Question

A machine part has the shape of a solid uniform sphere of mass 250 g and a diameter of 4.30 cm. It is spinning about a frictionless axle through its center, but at one point on its equator it is scraping against metal, resulting in a friction force of 0.0200 N at that point.

PART (A):

Find its angular acceleration. Let the direction the sphere is spinning be the positive sense of rotation.

PART (B):
How long will it take to decrease its rotational speed by 21.0 Rad/s?


****NOTE: For part (A), I've tried solving using a similer question, and I got Angular Accelration = 6.59 Rad/s^2 which is wrong, according to Mastering Physics. For Part (B) I got 6.5 seconds, which is also wrong.
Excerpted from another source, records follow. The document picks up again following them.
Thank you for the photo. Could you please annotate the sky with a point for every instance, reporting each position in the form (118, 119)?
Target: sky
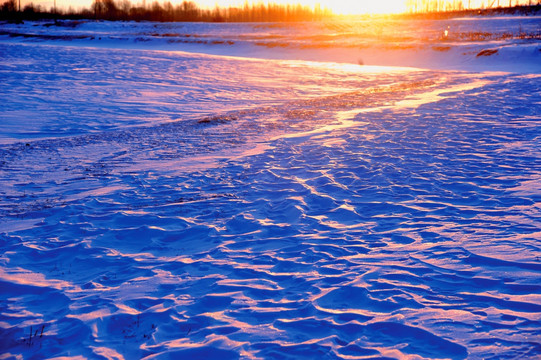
(337, 6)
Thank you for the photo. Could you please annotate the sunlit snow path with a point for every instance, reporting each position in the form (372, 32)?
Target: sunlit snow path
(269, 210)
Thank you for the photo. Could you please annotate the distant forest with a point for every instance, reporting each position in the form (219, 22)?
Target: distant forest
(124, 10)
(165, 11)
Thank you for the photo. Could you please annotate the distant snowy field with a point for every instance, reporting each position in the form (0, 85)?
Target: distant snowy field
(223, 191)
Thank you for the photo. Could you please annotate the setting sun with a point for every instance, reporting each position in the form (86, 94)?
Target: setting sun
(341, 7)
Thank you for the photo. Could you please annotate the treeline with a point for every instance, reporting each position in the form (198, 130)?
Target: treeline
(156, 11)
(435, 6)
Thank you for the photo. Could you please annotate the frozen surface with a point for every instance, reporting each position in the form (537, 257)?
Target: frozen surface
(181, 205)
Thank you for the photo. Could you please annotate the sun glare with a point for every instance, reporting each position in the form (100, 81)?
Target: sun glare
(341, 7)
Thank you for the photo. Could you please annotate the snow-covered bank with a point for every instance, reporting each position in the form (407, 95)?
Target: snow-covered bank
(476, 44)
(175, 205)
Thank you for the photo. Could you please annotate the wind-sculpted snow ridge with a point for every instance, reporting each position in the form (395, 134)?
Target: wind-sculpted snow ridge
(397, 220)
(160, 204)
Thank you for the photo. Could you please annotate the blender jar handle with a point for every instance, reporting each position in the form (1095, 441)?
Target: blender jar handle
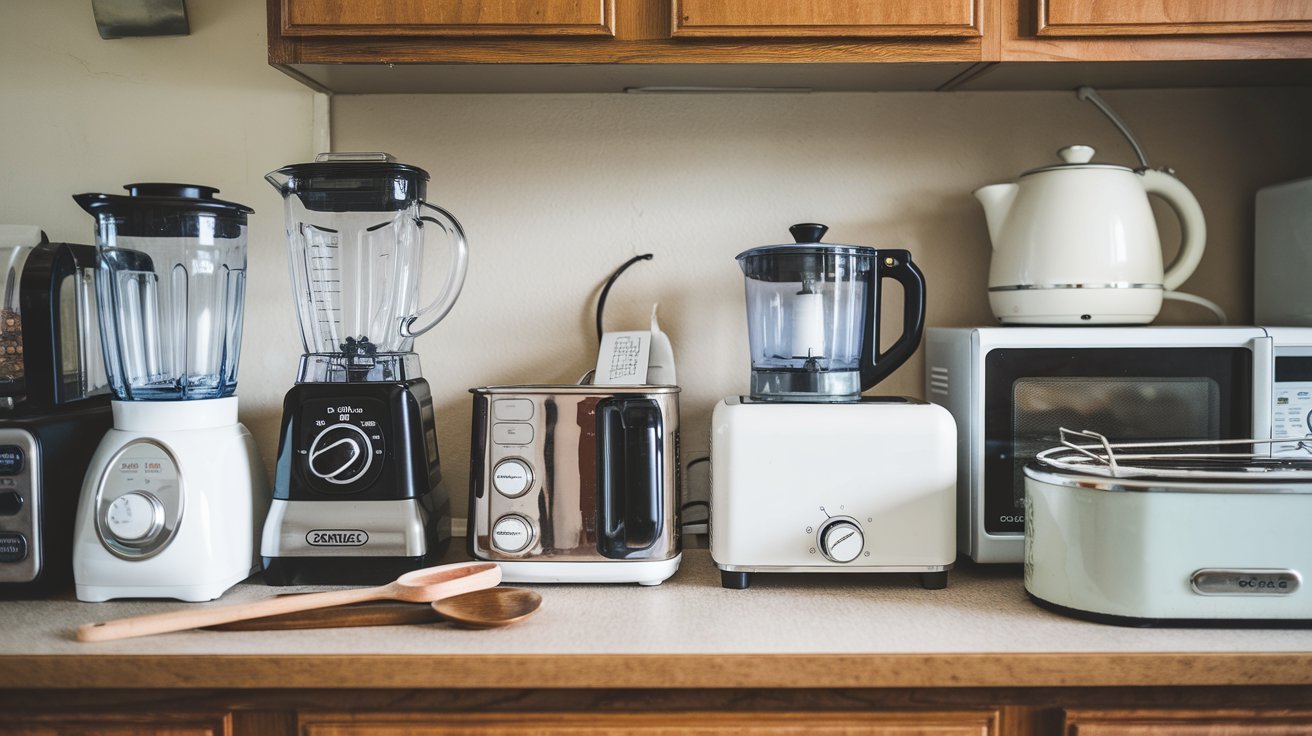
(896, 265)
(454, 278)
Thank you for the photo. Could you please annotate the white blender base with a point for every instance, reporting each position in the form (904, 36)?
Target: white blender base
(644, 572)
(225, 497)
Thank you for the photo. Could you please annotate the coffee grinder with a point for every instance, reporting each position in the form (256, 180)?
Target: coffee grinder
(807, 475)
(54, 404)
(358, 495)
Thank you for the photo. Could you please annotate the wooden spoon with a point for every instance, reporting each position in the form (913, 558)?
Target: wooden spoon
(490, 608)
(417, 587)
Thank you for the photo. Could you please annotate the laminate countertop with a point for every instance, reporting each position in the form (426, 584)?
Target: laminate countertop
(783, 631)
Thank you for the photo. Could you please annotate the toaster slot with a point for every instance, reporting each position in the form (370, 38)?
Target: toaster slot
(630, 487)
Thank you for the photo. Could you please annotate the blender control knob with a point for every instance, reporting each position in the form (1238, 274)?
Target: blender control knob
(134, 517)
(842, 541)
(340, 454)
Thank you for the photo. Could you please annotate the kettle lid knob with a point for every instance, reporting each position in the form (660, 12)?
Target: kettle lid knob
(1076, 154)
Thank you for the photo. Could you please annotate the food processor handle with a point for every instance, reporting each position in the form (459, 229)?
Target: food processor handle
(434, 312)
(896, 265)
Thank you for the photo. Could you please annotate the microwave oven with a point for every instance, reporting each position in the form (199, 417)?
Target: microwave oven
(1012, 388)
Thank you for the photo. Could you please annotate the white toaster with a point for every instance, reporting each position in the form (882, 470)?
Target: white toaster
(833, 487)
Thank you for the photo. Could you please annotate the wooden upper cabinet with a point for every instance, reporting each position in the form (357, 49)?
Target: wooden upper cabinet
(833, 19)
(448, 17)
(1172, 17)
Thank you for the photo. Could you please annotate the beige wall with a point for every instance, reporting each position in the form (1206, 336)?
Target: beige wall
(556, 190)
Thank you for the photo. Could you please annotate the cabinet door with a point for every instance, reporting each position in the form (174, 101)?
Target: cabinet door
(1168, 17)
(957, 723)
(448, 17)
(799, 19)
(1188, 723)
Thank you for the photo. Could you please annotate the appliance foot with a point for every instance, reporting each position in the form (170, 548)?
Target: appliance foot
(933, 580)
(735, 580)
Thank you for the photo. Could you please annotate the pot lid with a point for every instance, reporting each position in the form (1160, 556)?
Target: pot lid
(1076, 158)
(163, 197)
(807, 243)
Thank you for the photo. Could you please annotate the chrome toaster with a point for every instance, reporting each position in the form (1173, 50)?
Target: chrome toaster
(576, 483)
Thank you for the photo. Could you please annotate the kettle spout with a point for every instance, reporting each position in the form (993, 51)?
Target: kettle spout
(997, 200)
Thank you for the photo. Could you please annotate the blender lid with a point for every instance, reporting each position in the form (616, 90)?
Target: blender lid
(807, 243)
(164, 197)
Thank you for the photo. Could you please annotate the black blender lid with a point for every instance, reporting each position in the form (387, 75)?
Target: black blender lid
(807, 243)
(163, 197)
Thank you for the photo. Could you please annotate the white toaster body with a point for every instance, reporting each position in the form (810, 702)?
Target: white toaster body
(850, 487)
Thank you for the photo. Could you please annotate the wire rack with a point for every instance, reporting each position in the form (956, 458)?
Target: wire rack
(1207, 459)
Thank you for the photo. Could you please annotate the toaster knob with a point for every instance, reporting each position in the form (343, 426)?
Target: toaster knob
(841, 541)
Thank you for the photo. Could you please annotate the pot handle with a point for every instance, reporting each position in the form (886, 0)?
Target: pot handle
(1193, 228)
(896, 265)
(454, 277)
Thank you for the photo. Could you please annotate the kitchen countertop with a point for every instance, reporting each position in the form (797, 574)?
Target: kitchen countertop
(783, 631)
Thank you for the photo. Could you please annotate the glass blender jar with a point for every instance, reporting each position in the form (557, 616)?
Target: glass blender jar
(357, 491)
(175, 491)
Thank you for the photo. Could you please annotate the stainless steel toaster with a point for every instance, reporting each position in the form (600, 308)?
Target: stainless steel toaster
(576, 483)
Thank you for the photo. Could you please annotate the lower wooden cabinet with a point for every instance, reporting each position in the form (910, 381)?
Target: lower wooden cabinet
(957, 723)
(1188, 723)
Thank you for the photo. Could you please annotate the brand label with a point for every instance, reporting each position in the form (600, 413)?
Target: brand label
(1245, 581)
(337, 538)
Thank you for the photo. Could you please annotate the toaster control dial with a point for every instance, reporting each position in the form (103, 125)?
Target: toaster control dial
(512, 534)
(841, 539)
(341, 454)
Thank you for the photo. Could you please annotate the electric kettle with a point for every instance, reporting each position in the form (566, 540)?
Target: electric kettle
(1076, 243)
I don't understand what I'm doing wrong since I followed the exact same method used in the same question posted on chegg. ****

Answer 1

Answer:
`\alpha =9.302\ rad/s^2`

Step-by-step explanation:

Given

mass of sphere
`m=250\ gm`

diameter of sphere
`d=4.30\ cm`

radius
`r=(4.30)/(2)\ cm`

`f=0.0200\ N`

friction will provide resisting torque so

`f* r=I* \alpha`

where
`I=\text{moment of Inertia}`

`f=\text{friction force}`

`\alpha =\text{angular acceleration}`

`I=(2)/(5)mr^2`

`0.02* r=(2)/(5)mr^2* \alpha`

`\alpha =(5)/(2r)* f`

`\alpha =(5)/(2)* (2)/(4.3* 10^(-2))* 0.02`

`\alpha =9.302\ rad/s^2`

(b)time taken to decrease its rotational speed by
`21\ rad/s`

`t=(\Delta \omega )/(\alpha )`

`t=(21)/(9.302)`

`t=2.25\ s`